Генерал-полковник отлично знал, что Шмидту глубоко безразлично его физическое состояние. Он недолюбливал начальника штаба, недолюбливал, сам не зная почему, хотя и высоко ставил его оперативные способности. Разумеется, он понятия не имел, что Шмидт, как о том шептались вокруг, — тайный агент гестапо, приставленный к нему несколько месяцев назад. Эти разговоры еще не дошли до командующего, а если бы и дошли, он вряд ли поверил им. Шмидт — гестаповец и, значит, член партии наци? Вздор!
«Солдат и политика — вещи несовместимые», — говорил фюрер. — Политика не наше дело. Мы должны воевать и сломить сопротивление врагов фюрера, нации, каждой немецкой семьи, потому что враги только и думают, как бы уничтожить германский народ». Так привык думать и говорить генерал-полковник, обманывая или стараясь обмануть себя, разглагольствуя при каждом удобном случае, что он только солдат, только солдат, — слышите?
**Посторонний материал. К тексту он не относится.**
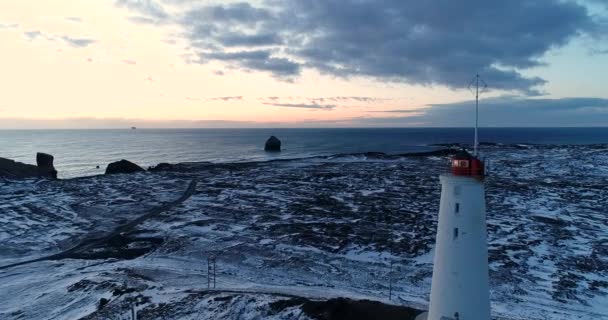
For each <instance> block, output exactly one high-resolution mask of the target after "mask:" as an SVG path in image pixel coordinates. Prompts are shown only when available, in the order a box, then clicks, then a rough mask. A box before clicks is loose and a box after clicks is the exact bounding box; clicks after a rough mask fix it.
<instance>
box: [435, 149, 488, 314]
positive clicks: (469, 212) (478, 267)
mask: <svg viewBox="0 0 608 320" xmlns="http://www.w3.org/2000/svg"><path fill="white" fill-rule="evenodd" d="M484 177H485V171H484V164H483V162H482V161H481V160H479V159H478V158H477V157H475V156H473V155H470V154H469V153H467V152H466V151H462V152H460V153H458V154H456V155H455V156H454V157H453V158H452V160H451V168H450V173H448V174H443V175H441V176H440V181H441V200H440V204H439V217H438V223H437V239H436V244H435V258H434V265H433V278H432V283H431V301H430V306H429V312H428V315H427V319H428V320H448V319H454V320H489V319H490V294H489V273H488V248H487V238H486V205H485V189H484Z"/></svg>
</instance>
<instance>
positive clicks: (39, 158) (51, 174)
mask: <svg viewBox="0 0 608 320" xmlns="http://www.w3.org/2000/svg"><path fill="white" fill-rule="evenodd" d="M54 159H55V158H54V157H53V156H52V155H50V154H47V153H42V152H38V153H36V165H37V166H38V170H39V171H40V175H41V176H45V177H50V178H53V179H57V170H55V166H54V165H53V160H54Z"/></svg>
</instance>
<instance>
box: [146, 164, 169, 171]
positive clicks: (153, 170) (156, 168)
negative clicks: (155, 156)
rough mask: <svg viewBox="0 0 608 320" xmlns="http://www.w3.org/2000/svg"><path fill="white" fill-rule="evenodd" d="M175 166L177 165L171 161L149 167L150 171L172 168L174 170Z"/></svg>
mask: <svg viewBox="0 0 608 320" xmlns="http://www.w3.org/2000/svg"><path fill="white" fill-rule="evenodd" d="M174 167H175V165H172V164H170V163H166V162H161V163H159V164H157V165H156V166H154V167H150V168H148V171H150V172H160V171H171V170H173V168H174Z"/></svg>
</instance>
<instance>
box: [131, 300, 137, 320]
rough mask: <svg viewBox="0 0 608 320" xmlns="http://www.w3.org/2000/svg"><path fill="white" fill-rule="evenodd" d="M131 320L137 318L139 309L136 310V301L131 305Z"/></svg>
mask: <svg viewBox="0 0 608 320" xmlns="http://www.w3.org/2000/svg"><path fill="white" fill-rule="evenodd" d="M131 320H137V310H135V303H134V304H132V305H131Z"/></svg>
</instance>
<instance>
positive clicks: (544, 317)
mask: <svg viewBox="0 0 608 320" xmlns="http://www.w3.org/2000/svg"><path fill="white" fill-rule="evenodd" d="M483 149H484V153H485V155H487V156H488V158H489V161H488V163H489V165H490V175H489V177H488V178H487V180H486V181H487V183H486V193H487V207H488V212H487V214H488V232H489V235H488V237H489V251H490V252H489V253H490V271H491V272H490V276H491V291H492V293H491V294H492V297H491V299H492V310H493V314H494V316H495V317H496V318H506V319H573V318H576V319H608V242H607V241H606V239H608V226H607V224H608V215H607V211H606V210H607V209H606V204H608V145H587V146H554V145H496V144H486V145H484V148H483ZM447 154H449V152H448V153H442V152H438V153H436V154H419V155H413V156H412V155H409V156H406V155H401V156H395V155H394V156H388V155H384V154H379V153H369V154H357V155H338V156H333V157H317V158H308V159H297V160H281V161H271V162H258V163H225V164H211V163H185V164H179V165H162V166H159V167H157V168H156V169H155V170H152V171H150V172H140V173H135V174H129V175H124V174H117V175H110V176H97V177H87V178H77V179H71V180H59V181H53V180H39V179H30V180H21V181H16V180H7V179H5V180H0V190H1V192H0V213H1V214H0V279H1V280H2V281H0V299H1V300H2V301H3V303H2V304H1V305H0V318H2V319H5V318H6V319H78V318H84V319H121V318H122V319H128V317H129V314H130V310H131V308H132V306H135V307H136V308H137V310H138V314H140V315H143V318H145V319H171V318H179V319H220V318H226V319H259V318H268V319H337V318H335V317H333V318H332V317H330V316H328V315H330V314H331V313H332V312H333V311H331V310H334V311H335V310H336V308H337V310H353V308H355V310H356V308H362V310H371V309H370V308H372V307H370V306H369V305H368V304H366V303H369V304H373V303H372V302H366V303H359V304H357V303H355V302H353V301H351V300H343V299H335V300H331V299H334V298H339V297H347V298H350V299H355V300H357V299H368V300H375V301H380V302H383V303H385V304H387V305H395V306H401V307H402V308H403V309H398V310H396V311H395V312H397V314H399V316H400V317H406V316H404V314H407V315H409V316H412V315H414V314H416V313H417V311H415V310H414V309H418V310H422V309H424V308H426V307H427V303H428V296H429V291H430V280H431V272H432V256H433V245H434V240H435V239H434V237H435V228H436V217H437V209H438V205H439V192H440V185H439V181H438V180H439V179H438V175H439V174H441V173H442V172H445V171H446V170H447V159H448V157H447ZM192 181H195V182H196V188H195V190H193V192H191V194H188V197H187V199H185V201H183V202H179V203H176V202H175V201H176V199H179V198H180V197H182V196H183V195H184V194H185V192H186V190H187V189H188V186H189V185H191V182H192ZM169 204H171V205H169ZM173 204H174V205H173ZM159 208H164V210H161V212H158V211H159ZM150 212H156V213H157V214H155V215H150V216H148V218H146V219H145V220H141V221H138V223H136V224H131V225H130V227H129V228H124V226H125V225H127V224H129V222H132V221H133V220H135V219H136V218H138V217H142V216H143V215H146V214H148V213H150ZM121 228H123V229H121ZM117 230H119V231H120V232H117ZM108 235H111V236H108ZM83 243H88V244H91V243H92V244H93V245H88V246H85V247H84V248H86V250H77V251H70V252H69V253H70V254H68V255H60V256H53V255H56V254H58V253H60V252H65V250H68V249H70V248H74V247H77V246H79V245H80V246H82V244H83ZM49 256H50V258H49ZM45 257H46V258H45ZM33 259H40V261H37V262H31V263H25V264H21V265H16V266H12V267H6V266H8V265H11V264H16V263H17V264H18V263H20V262H25V261H30V260H33ZM213 261H215V266H216V272H208V270H209V268H211V267H212V266H213ZM2 266H5V267H4V268H3V267H2ZM209 275H210V276H209ZM213 280H215V281H213ZM214 282H215V288H214ZM327 299H330V300H328V301H325V300H327ZM324 301H325V302H324ZM353 305H354V306H353ZM362 305H363V306H364V307H361V306H362ZM345 306H347V307H345ZM340 308H342V309H340ZM387 308H388V309H390V308H392V307H390V306H384V308H382V309H381V310H382V311H377V312H388V311H386V310H388V309H387ZM395 308H397V307H395ZM410 308H414V309H410ZM315 310H316V311H315ZM328 310H330V311H328ZM374 310H375V309H374ZM334 313H336V314H344V313H343V312H342V313H341V312H334ZM357 314H362V313H361V312H358V313H357ZM324 317H325V318H324ZM386 318H387V319H390V317H389V316H388V315H387V316H386Z"/></svg>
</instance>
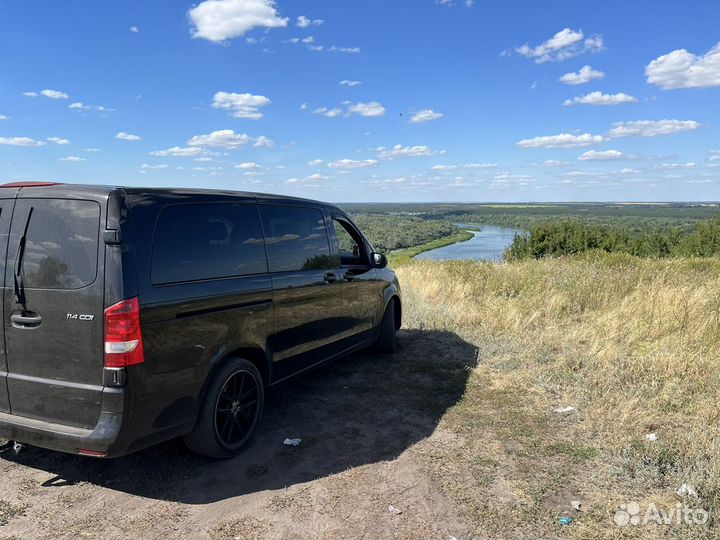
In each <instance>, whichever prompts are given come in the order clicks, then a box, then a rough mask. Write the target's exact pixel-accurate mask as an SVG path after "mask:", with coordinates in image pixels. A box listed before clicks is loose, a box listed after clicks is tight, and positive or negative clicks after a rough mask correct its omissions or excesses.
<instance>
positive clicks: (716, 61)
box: [645, 42, 720, 90]
mask: <svg viewBox="0 0 720 540" xmlns="http://www.w3.org/2000/svg"><path fill="white" fill-rule="evenodd" d="M645 75H646V76H647V82H648V83H650V84H655V85H657V86H659V87H660V88H662V89H663V90H673V89H676V88H710V87H712V86H720V42H719V43H718V44H717V45H715V46H714V47H713V48H712V49H710V50H709V51H707V52H706V53H705V54H704V55H702V56H699V55H696V54H693V53H691V52H688V51H687V50H685V49H677V50H675V51H672V52H670V53H668V54H664V55H662V56H659V57H658V58H656V59H655V60H653V61H652V62H650V63H649V64H648V65H647V67H646V68H645Z"/></svg>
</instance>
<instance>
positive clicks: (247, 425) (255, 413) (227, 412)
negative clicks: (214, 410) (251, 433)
mask: <svg viewBox="0 0 720 540" xmlns="http://www.w3.org/2000/svg"><path fill="white" fill-rule="evenodd" d="M259 398H260V392H259V387H258V381H257V379H256V378H255V377H254V376H253V374H252V373H250V372H249V371H244V370H241V371H236V372H235V373H233V374H232V375H230V376H229V377H228V378H227V380H226V381H225V384H224V385H223V387H222V390H221V391H220V395H219V396H218V399H217V402H216V404H215V434H216V435H217V437H218V439H219V440H220V442H222V444H223V445H224V446H225V447H227V448H231V449H232V448H237V447H239V446H242V445H243V443H245V441H246V440H247V438H248V436H249V435H250V433H251V432H252V429H253V427H254V426H255V422H256V421H257V417H258V412H259V410H260V399H259Z"/></svg>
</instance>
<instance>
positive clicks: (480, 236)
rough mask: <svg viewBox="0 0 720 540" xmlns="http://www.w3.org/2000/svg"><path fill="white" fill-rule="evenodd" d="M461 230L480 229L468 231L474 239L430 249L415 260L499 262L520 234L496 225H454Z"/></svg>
mask: <svg viewBox="0 0 720 540" xmlns="http://www.w3.org/2000/svg"><path fill="white" fill-rule="evenodd" d="M455 225H457V226H458V227H460V228H461V229H462V228H464V227H482V228H481V229H480V230H479V231H472V230H471V231H470V232H472V233H473V235H474V237H473V238H471V239H470V240H466V241H465V242H457V243H455V244H450V245H449V246H445V247H441V248H437V249H431V250H430V251H424V252H422V253H420V254H419V255H417V256H416V257H415V258H416V259H431V260H436V261H447V260H456V259H476V260H480V261H499V260H500V259H502V256H503V253H505V250H506V249H507V248H508V247H509V246H510V244H512V242H513V239H514V238H515V235H516V234H518V233H522V232H523V231H522V230H521V229H514V228H511V227H498V226H496V225H472V224H470V223H456V224H455Z"/></svg>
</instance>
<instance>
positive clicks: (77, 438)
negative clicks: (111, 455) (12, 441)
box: [0, 413, 122, 457]
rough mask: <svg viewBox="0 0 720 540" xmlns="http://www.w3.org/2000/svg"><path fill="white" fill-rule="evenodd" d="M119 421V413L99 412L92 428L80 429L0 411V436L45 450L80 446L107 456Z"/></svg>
mask: <svg viewBox="0 0 720 540" xmlns="http://www.w3.org/2000/svg"><path fill="white" fill-rule="evenodd" d="M121 424H122V413H120V414H117V413H100V418H99V419H98V424H97V426H96V427H95V429H83V428H79V427H74V426H65V425H62V424H54V423H52V422H44V421H42V420H36V419H34V418H27V417H24V416H17V415H14V414H8V413H0V437H2V438H3V439H10V440H11V441H18V442H21V443H26V444H31V445H33V446H40V447H41V448H47V449H49V450H58V451H60V452H69V453H71V454H78V453H81V452H80V451H81V450H90V451H91V452H97V453H98V456H101V457H106V456H107V457H109V455H110V450H111V447H112V445H113V443H114V442H115V441H116V440H117V438H118V435H119V433H120V426H121Z"/></svg>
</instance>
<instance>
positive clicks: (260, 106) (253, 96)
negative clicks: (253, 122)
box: [212, 92, 271, 120]
mask: <svg viewBox="0 0 720 540" xmlns="http://www.w3.org/2000/svg"><path fill="white" fill-rule="evenodd" d="M270 103H271V102H270V100H269V99H268V98H266V97H265V96H256V95H253V94H247V93H245V94H235V93H232V92H216V93H215V95H214V96H213V104H212V106H213V109H223V110H226V111H230V115H231V116H232V117H233V118H245V119H247V120H259V119H260V118H262V117H263V115H262V113H261V112H260V110H259V108H260V107H266V106H268V105H270Z"/></svg>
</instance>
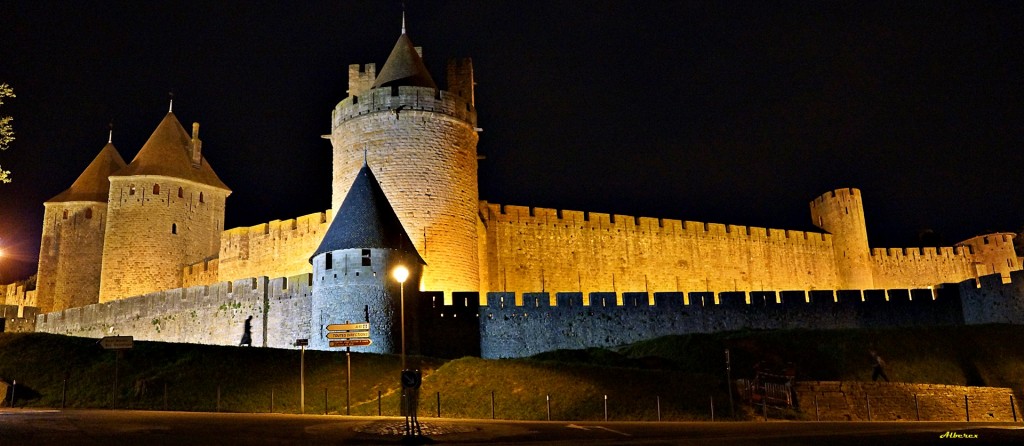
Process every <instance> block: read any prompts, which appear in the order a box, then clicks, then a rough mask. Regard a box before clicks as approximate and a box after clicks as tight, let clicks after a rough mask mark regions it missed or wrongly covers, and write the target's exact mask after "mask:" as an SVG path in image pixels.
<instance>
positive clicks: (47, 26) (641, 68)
mask: <svg viewBox="0 0 1024 446" xmlns="http://www.w3.org/2000/svg"><path fill="white" fill-rule="evenodd" d="M407 9H408V28H409V34H410V37H411V38H412V40H413V42H414V43H416V44H417V45H419V46H423V47H424V55H425V58H426V60H427V63H428V66H430V68H431V71H432V73H433V75H434V77H435V79H436V80H437V81H438V84H439V85H444V81H442V79H443V73H442V70H441V69H442V66H443V63H444V60H446V58H447V57H452V56H471V57H473V61H474V68H475V70H476V81H477V84H478V85H477V89H476V105H477V108H478V111H479V126H480V127H482V128H483V132H482V133H481V134H480V143H479V147H478V149H479V152H480V153H481V154H483V155H485V157H486V160H483V161H481V162H480V197H481V198H483V199H487V200H489V202H493V203H501V204H508V205H526V206H538V207H548V208H560V209H572V210H582V211H592V212H605V213H615V214H627V215H640V216H651V217H665V218H675V219H682V220H695V221H705V222H719V223H728V224H739V225H751V226H766V227H775V228H785V229H801V230H812V229H814V228H813V226H812V225H811V222H810V217H809V212H808V202H810V200H811V199H813V198H814V197H815V196H817V195H819V194H821V193H823V192H825V191H828V190H833V189H836V188H841V187H858V188H860V189H861V191H862V193H863V197H864V202H865V213H866V216H867V225H868V236H869V239H870V242H871V244H872V246H874V247H910V246H918V244H919V233H920V232H921V231H922V230H923V229H926V228H927V229H933V230H934V231H936V232H938V233H939V234H941V236H942V238H943V239H944V240H945V242H946V243H947V244H951V243H954V242H956V241H959V240H962V239H965V238H968V237H971V236H974V235H977V234H980V233H985V232H991V231H1017V230H1019V229H1020V228H1021V227H1022V226H1024V218H1022V216H1021V210H1022V209H1024V193H1022V190H1024V187H1022V186H1024V175H1021V172H1020V169H1021V167H1022V166H1024V151H1022V150H1021V147H1022V146H1024V86H1022V79H1024V78H1022V74H1024V63H1022V60H1024V31H1022V30H1024V25H1022V24H1024V2H1019V1H1006V2H988V1H963V2H939V1H898V2H892V1H886V2H880V3H869V2H862V1H850V2H835V1H827V2H822V1H806V2H767V1H743V2H730V1H710V2H683V1H678V2H667V1H666V2H656V1H649V2H648V1H643V2H640V1H627V0H622V1H568V0H562V1H539V0H538V1H489V0H488V1H439V0H438V1H416V0H410V1H408V2H407ZM400 14H401V5H400V2H398V1H390V2H389V1H352V0H345V1H340V0H339V1H303V2H285V1H273V2H250V1H246V2H242V1H230V2H224V1H174V2H169V1H144V2H113V1H111V2H95V1H75V2H48V1H34V2H28V1H0V82H6V83H8V84H10V85H11V86H13V87H14V89H15V92H16V93H17V97H16V98H15V99H11V100H9V101H8V102H7V103H5V104H4V105H3V106H0V114H3V115H10V116H13V117H14V123H13V124H14V129H15V131H16V133H17V140H15V141H14V142H13V144H12V146H11V148H10V149H9V150H6V151H3V152H0V166H3V168H4V169H8V170H11V171H13V174H14V182H13V183H11V184H6V185H0V244H3V246H4V247H5V248H4V249H5V250H7V251H8V252H13V254H14V258H13V259H12V258H10V257H7V258H3V259H0V281H10V280H11V279H13V278H18V277H20V276H25V275H28V274H30V273H31V272H32V271H34V270H35V263H36V257H37V254H38V250H39V236H40V232H41V224H42V223H41V222H42V214H43V206H42V203H43V202H44V200H46V199H48V198H50V197H52V196H54V195H56V194H57V193H59V192H60V191H62V190H63V189H66V188H68V187H69V186H71V184H72V182H73V181H74V180H75V178H77V176H78V175H79V174H80V173H81V172H82V170H84V169H85V167H86V166H87V165H88V164H89V162H90V161H91V160H92V159H93V158H94V157H95V155H96V153H98V151H99V149H100V148H101V147H102V146H103V144H104V143H105V142H106V130H108V123H109V122H111V121H113V122H114V126H115V131H114V143H115V145H116V146H117V147H118V149H119V150H120V152H121V154H122V157H124V158H125V160H126V161H129V162H130V161H131V159H132V158H133V157H134V155H135V153H136V152H137V151H138V149H139V148H140V147H141V146H142V144H143V143H144V142H145V139H146V138H147V137H148V136H150V134H151V133H152V132H153V130H154V129H155V128H156V126H157V124H158V123H159V122H160V120H161V119H162V118H163V116H164V115H165V113H166V110H167V93H168V91H173V92H174V97H175V101H174V111H175V115H177V117H178V118H179V119H180V120H181V122H182V124H183V125H185V126H186V127H188V124H189V123H191V122H193V121H198V122H200V123H201V124H202V126H203V127H202V131H201V137H202V138H203V140H204V143H203V150H204V154H205V155H206V157H207V159H208V160H209V161H210V164H211V166H213V168H214V170H215V171H216V172H217V174H218V175H219V176H220V177H221V179H222V180H223V181H224V182H225V183H226V184H227V185H228V186H230V187H231V188H232V189H233V193H232V194H231V195H230V197H228V202H227V217H226V227H238V226H248V225H255V224H259V223H261V222H266V221H269V220H273V219H289V218H294V217H296V216H300V215H305V214H309V213H313V212H318V211H323V210H326V209H327V208H329V207H330V205H331V185H330V181H331V178H330V177H331V167H330V163H331V155H330V152H331V149H330V143H329V142H328V141H326V140H323V139H321V135H324V134H327V133H330V117H331V110H332V109H333V107H334V105H335V104H336V103H337V102H338V101H340V100H341V99H343V98H344V96H345V90H346V89H347V65H348V64H349V63H365V62H377V63H378V66H380V65H381V64H383V62H384V59H385V57H386V56H387V54H388V52H389V51H390V50H391V47H392V46H393V45H394V42H395V40H396V39H397V37H398V33H399V28H400Z"/></svg>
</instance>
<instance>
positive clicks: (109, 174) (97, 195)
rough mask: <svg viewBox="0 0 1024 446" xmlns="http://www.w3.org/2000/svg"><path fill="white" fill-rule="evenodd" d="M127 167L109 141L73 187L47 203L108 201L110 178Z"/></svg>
mask: <svg viewBox="0 0 1024 446" xmlns="http://www.w3.org/2000/svg"><path fill="white" fill-rule="evenodd" d="M125 167H127V165H126V164H125V161H124V159H123V158H121V153H118V149H117V148H116V147H114V144H113V143H111V142H108V143H106V145H104V146H103V148H102V149H101V150H99V154H97V155H96V158H95V159H93V160H92V163H89V167H87V168H85V171H84V172H82V175H79V176H78V179H77V180H75V182H74V183H72V185H71V187H69V188H68V190H65V191H63V192H60V193H59V194H58V195H57V196H54V197H52V198H50V199H49V200H47V202H46V203H67V202H100V203H106V197H108V194H109V192H110V190H111V181H110V180H109V179H108V177H110V176H111V175H112V174H114V173H115V172H117V171H120V170H121V169H124V168H125Z"/></svg>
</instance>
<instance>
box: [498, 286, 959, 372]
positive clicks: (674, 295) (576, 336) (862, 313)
mask: <svg viewBox="0 0 1024 446" xmlns="http://www.w3.org/2000/svg"><path fill="white" fill-rule="evenodd" d="M957 292H958V289H957V287H955V286H945V287H942V288H939V289H938V291H937V292H933V291H932V289H889V291H883V289H867V291H863V292H861V291H837V292H833V291H813V292H806V293H805V292H800V291H794V292H785V291H783V292H779V293H777V294H776V293H775V292H753V293H750V294H745V293H742V292H730V293H719V294H718V295H717V296H716V295H715V294H714V293H689V294H685V295H684V294H683V293H657V294H654V295H653V303H651V302H650V301H649V299H648V297H647V295H645V294H625V295H624V296H622V297H621V298H618V299H616V296H615V295H614V294H612V293H594V294H591V296H590V305H585V304H584V298H583V295H581V294H579V293H572V294H557V295H555V296H554V298H555V304H554V305H552V304H551V295H549V294H542V293H532V294H524V295H523V296H522V301H523V305H517V304H515V297H514V296H513V295H512V294H511V293H490V294H488V295H487V305H486V306H485V307H480V308H479V309H478V312H479V320H480V340H481V341H480V354H481V356H482V357H484V358H502V357H522V356H530V355H534V354H537V353H541V352H545V351H549V350H555V349H582V348H590V347H612V346H620V345H625V344H630V343H634V342H638V341H642V340H647V339H652V338H657V337H662V336H667V335H683V333H694V332H715V331H726V330H736V329H792V328H814V329H833V328H861V327H892V326H919V325H958V324H963V323H964V316H963V313H962V311H961V300H959V295H958V293H957ZM620 300H622V302H623V304H622V305H618V303H617V301H620ZM746 302H750V304H748V303H746ZM652 304H653V305H652Z"/></svg>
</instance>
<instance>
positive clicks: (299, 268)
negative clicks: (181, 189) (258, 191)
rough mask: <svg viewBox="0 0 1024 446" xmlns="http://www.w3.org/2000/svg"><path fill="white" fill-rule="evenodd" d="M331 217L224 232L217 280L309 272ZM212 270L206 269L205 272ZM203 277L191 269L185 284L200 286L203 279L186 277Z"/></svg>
mask: <svg viewBox="0 0 1024 446" xmlns="http://www.w3.org/2000/svg"><path fill="white" fill-rule="evenodd" d="M332 217H333V214H332V212H331V211H326V212H321V213H315V214H308V215H304V216H301V217H299V218H295V219H291V220H273V221H271V222H269V223H263V224H259V225H256V226H249V227H240V228H233V229H229V230H226V231H224V232H223V233H221V234H220V256H219V258H218V261H217V265H216V269H217V275H216V276H215V278H216V280H219V281H225V280H234V279H239V278H244V277H255V276H260V275H265V276H267V277H289V276H293V275H298V274H308V273H310V272H312V267H311V266H310V264H309V257H310V256H311V255H312V254H313V252H314V251H316V247H318V246H319V242H321V240H322V239H323V238H324V234H325V233H327V229H328V227H330V224H331V219H332ZM211 267H212V266H211V265H209V264H208V265H206V269H207V270H209V269H210V268H211ZM202 274H203V268H202V266H201V265H194V268H193V269H191V270H190V271H185V275H186V279H185V282H186V283H187V282H189V281H191V282H195V283H199V282H200V280H202V279H200V278H196V279H193V280H189V279H188V278H187V276H188V275H197V276H199V275H202ZM209 275H210V274H207V276H209ZM216 280H215V281H216Z"/></svg>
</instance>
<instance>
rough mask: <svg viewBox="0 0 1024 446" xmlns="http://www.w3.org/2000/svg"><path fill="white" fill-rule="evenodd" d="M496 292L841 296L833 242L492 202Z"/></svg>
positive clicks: (779, 232)
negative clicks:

И хотя командующий в душе сознавал, что никто не помышляет об уничтожении огромной нации, он усердно вколачивал эту мысль в головы своих подчиненных, а его армия уничтожала тех, кто якобы мечтал уничтожить всех немцев. Так было удобно думать, такие мысли устраивали генерал-полковника.
— Вы слышали новость? — спросил он, предложив жестом Шмидту стул. Сам он присел на узенькую койку. — Русские взяли Котельниково. Манштейн отступает.